En octobre 2010, lors d’un débat sur la montée de la délinquance urbaine en France, Ségolène Royal, alors présidente de la région Poitou-Charentes, fit une déclaration qui détonna : elle évoqua la possibilité de recourir à un encadrement militaire pour « restaurer l’ordre » dans certains quartiers où la police semblait dépassée. 

Cette proposition, certes nuancée, faisait écho à une frustration grandissante face à l’insécurité persistante dans les banlieues françaises. Elle suggérait que l’armée, avec sa rigueur et sa discipline, pouvait accompagner les forces de l’ordre pour rétablir un semblant de paix sociale.

Encadrement militaire et jeunesse à risque : une stratégie locale en Java occidental

À des milliers de kilomètres de là, dans la province de Java occidental, en Indonésie, Dedi Mulyadi, ancien bupati de Purwakarta, défendait une idée analogue mais ancrée dans une réalité différente. Face à la montée de la délinquance juvénile et aux tensions sociales, il proposait d’instaurer un encadrement militaire – ou du moins paramilitaire – pour canaliser la jeunesse à risque. 

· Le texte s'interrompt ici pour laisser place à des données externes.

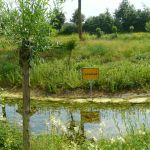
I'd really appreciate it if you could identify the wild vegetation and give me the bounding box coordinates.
[0,32,150,94]
[0,0,150,149]
[0,119,150,150]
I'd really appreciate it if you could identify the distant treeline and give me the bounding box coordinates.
[61,0,150,34]
[1,0,150,35]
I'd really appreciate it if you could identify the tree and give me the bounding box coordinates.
[49,0,65,31]
[2,0,58,149]
[70,9,85,26]
[83,10,114,34]
[49,8,65,31]
[70,2,85,40]
[115,0,136,31]
[78,0,82,40]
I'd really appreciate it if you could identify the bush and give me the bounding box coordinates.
[145,21,150,32]
[112,25,118,33]
[96,28,104,38]
[60,23,78,35]
[112,26,118,38]
[129,26,134,33]
[0,122,22,150]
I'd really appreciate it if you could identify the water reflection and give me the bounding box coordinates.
[1,101,150,139]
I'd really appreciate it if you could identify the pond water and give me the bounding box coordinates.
[0,100,150,139]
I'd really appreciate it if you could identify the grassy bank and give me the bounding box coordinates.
[0,121,150,150]
[0,32,150,93]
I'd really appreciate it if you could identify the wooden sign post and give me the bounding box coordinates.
[81,68,99,99]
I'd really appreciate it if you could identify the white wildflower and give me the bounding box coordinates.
[74,126,79,133]
[93,136,97,142]
[61,125,67,133]
[98,128,103,134]
[99,122,106,128]
[117,136,125,143]
[111,138,115,144]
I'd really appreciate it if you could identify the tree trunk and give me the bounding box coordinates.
[78,0,82,40]
[19,39,31,150]
[22,61,30,150]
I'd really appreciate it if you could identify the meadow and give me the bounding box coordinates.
[0,120,150,150]
[0,32,150,94]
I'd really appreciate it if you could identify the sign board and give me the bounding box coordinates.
[81,111,100,123]
[82,68,99,80]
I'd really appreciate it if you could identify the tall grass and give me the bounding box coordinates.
[0,119,150,150]
[0,32,150,93]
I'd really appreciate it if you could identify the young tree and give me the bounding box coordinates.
[2,0,63,149]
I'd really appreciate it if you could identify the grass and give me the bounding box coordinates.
[0,32,150,93]
[0,120,150,150]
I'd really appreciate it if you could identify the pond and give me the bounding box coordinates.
[0,99,150,139]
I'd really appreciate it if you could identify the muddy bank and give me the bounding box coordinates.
[1,88,150,104]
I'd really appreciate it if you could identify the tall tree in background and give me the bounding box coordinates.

Pour lui, l’armée n’était pas seulement un outil de coercition, mais aussi une institution capable d’inculquer discipline, valeurs et esprit de responsabilité. Il voyait dans cette « éducation par la rigueur » une manière d’éviter la dégradation sociale et d’offrir aux jeunes une voie structurée vers la réinsertion.

À première vue, ces deux propositions semblent converger vers un même principe : face à l’incapacité apparente des institutions civiles à contenir la délinquance, le recours à la discipline militaire apparaît comme un remède efficace. Pourtant, le poids des contextes culturels et politiques dessine deux trajectoires très distinctes.

Militarisation de la sécurité : un tabou républicain français

En France, la proposition de Ségolène Royal suscita une levée de boucliers. Le souvenir des heures sombres du militarisme et le respect profond des valeurs républicaines, fondées sur la séparation des pouvoirs et les droits individuels, firent percevoir cette idée comme un danger potentiel. L’armée n’est pas formée pour gérer la complexité du maintien de l’ordre civil et risquerait, selon ses détracteurs, de transformer des quartiers en zones de guerre intérieure, alimentant le cycle de méfiance et de stigmatisation.

Autorité militaire et contrôle social postcolonial

À Java occidental, le modèle prôné par Dedi Mulyadi s’inscrit dans une tradition où l’autorité militaire a toujours eu une place centrale dans la société. Cette réalité postcoloniale, marquée par une forte présence des forces armées dans la gouvernance locale, rend l’idée moins choquante. L’encadrement militaire y est envisagé moins comme une répression brutale que comme une forme d’encadrement paternaliste, mêlant discipline et pédagogie. Mais cette approche n’est pas sans risques : elle peut aussi verrouiller les marges de manœuvre des individus et renforcer un modèle autoritaire qui néglige les causes profondes de la délinquance.

L’illusion d’une sécurité par la force face aux causes profondes du mal social

Au bout du compte, que ce soit à Poitou-Charentes ou à Java occidental, la tentation du recours à la force militaire face à la délinquance révèle un malaise commun : la difficulté des sociétés modernes à trouver un équilibre entre ordre, sécurité et liberté. Une solution durable exige, au-delà de la simple présence des forces armées, une politique globale qui s’attaque aux racines sociales, économiques et éducatives du phénomène. Sans cela, l’encadrement militaire, qu’il soit français ou indonésien, risque de n’être qu’un pansement sur une plaie profonde.